The lenses dim and I close the curtains gently. The middle cage is revealed with a tug of the rope’s frayed end. Standing within is a girl, close to a woman now, with blonde hair that rises in an aggressive ponytail. Her breasts jut out proudly above a sports bra, and her legs are an assembly of clockwork and dials, humming slightly with contained strength. This is the second time we crossed paths. It was at the same lake, though you were anything but sitting down. The birds had long since flown, and the lake was a mirror, set in an arrangement of emerald grass dotted with tiny diamond dew drops. You passed me three times, overtaking the lumber of my drink-sore body, each time looking over your shoulder to check my reaction. The fourth time I sped up, pushing my body to bursting point and painting the edges of my vision red with the effort required to match your charging pace. Two whole laps I completed before I fell, faint with tinges of black overtaking the red, crushing diamonds beneath the heaving of my chest.

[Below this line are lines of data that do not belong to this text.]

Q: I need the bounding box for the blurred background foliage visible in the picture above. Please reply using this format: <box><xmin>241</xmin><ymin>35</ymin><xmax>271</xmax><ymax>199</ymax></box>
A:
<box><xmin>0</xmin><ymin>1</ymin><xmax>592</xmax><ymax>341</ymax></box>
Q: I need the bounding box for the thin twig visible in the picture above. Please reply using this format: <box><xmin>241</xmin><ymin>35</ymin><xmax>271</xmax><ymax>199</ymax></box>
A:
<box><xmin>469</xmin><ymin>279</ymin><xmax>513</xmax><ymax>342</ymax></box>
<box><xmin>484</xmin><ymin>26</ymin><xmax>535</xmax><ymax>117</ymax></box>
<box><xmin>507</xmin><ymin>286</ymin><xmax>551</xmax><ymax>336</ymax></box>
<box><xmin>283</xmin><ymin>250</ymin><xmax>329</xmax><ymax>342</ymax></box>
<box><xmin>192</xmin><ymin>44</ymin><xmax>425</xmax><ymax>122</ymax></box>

The girl in front of me smirks and repeats your next words to me. You’ll never be able to catch me if you can’t even keep up. I say now what I could not then, when my voice was taken from me by my lungs’ desperate action. You are not one to be caught. She laughs and laughs and I pull the curtains closed before moving to the final cage.
A woman sits on a stool, black hair sliding straight past her shoulders. I remember now how you wore it like a widow wears her veil. I do not know what it was that you were grieving, but you stood in the grass by the lake, shivering below layers of silk and cotton. I came to your side and waited for you to speak. When you did, it was with a voice filled with relief and happiness. Noticing my confusion at your tone, you explained. The world is a whole lot warmer with someone, even a stranger, standing beside you. The woman in front of me stares directly into my eyes as she shifts the layers of her dress aside. Embedded in her chest is a wooden door; with a click she unhinges it to show me a gap where a pump must have connected the valves that gas sadly in its absence. There is no hesitation in my movements as I open my shirt to reveal a similar door. Where her gap would be sits a heart-shaped fitting made out of brass, with two filtered tubes either end and a grated window in the centre. The latches release and I pass the fitting through the bars. It fits smoothly into her chest, a ruby glow shines through the grate, and she pushes the door closed again before smiling a small smile at me. The final curtain closes and I turn to leave, light with the absence of a broken heart. When I pass through the exit door I find myself back at the train station. I look back to try and catch a glimpse of your broken former selves but the fairgrounds are gone, and there is only the click-clack of the approaching carriages.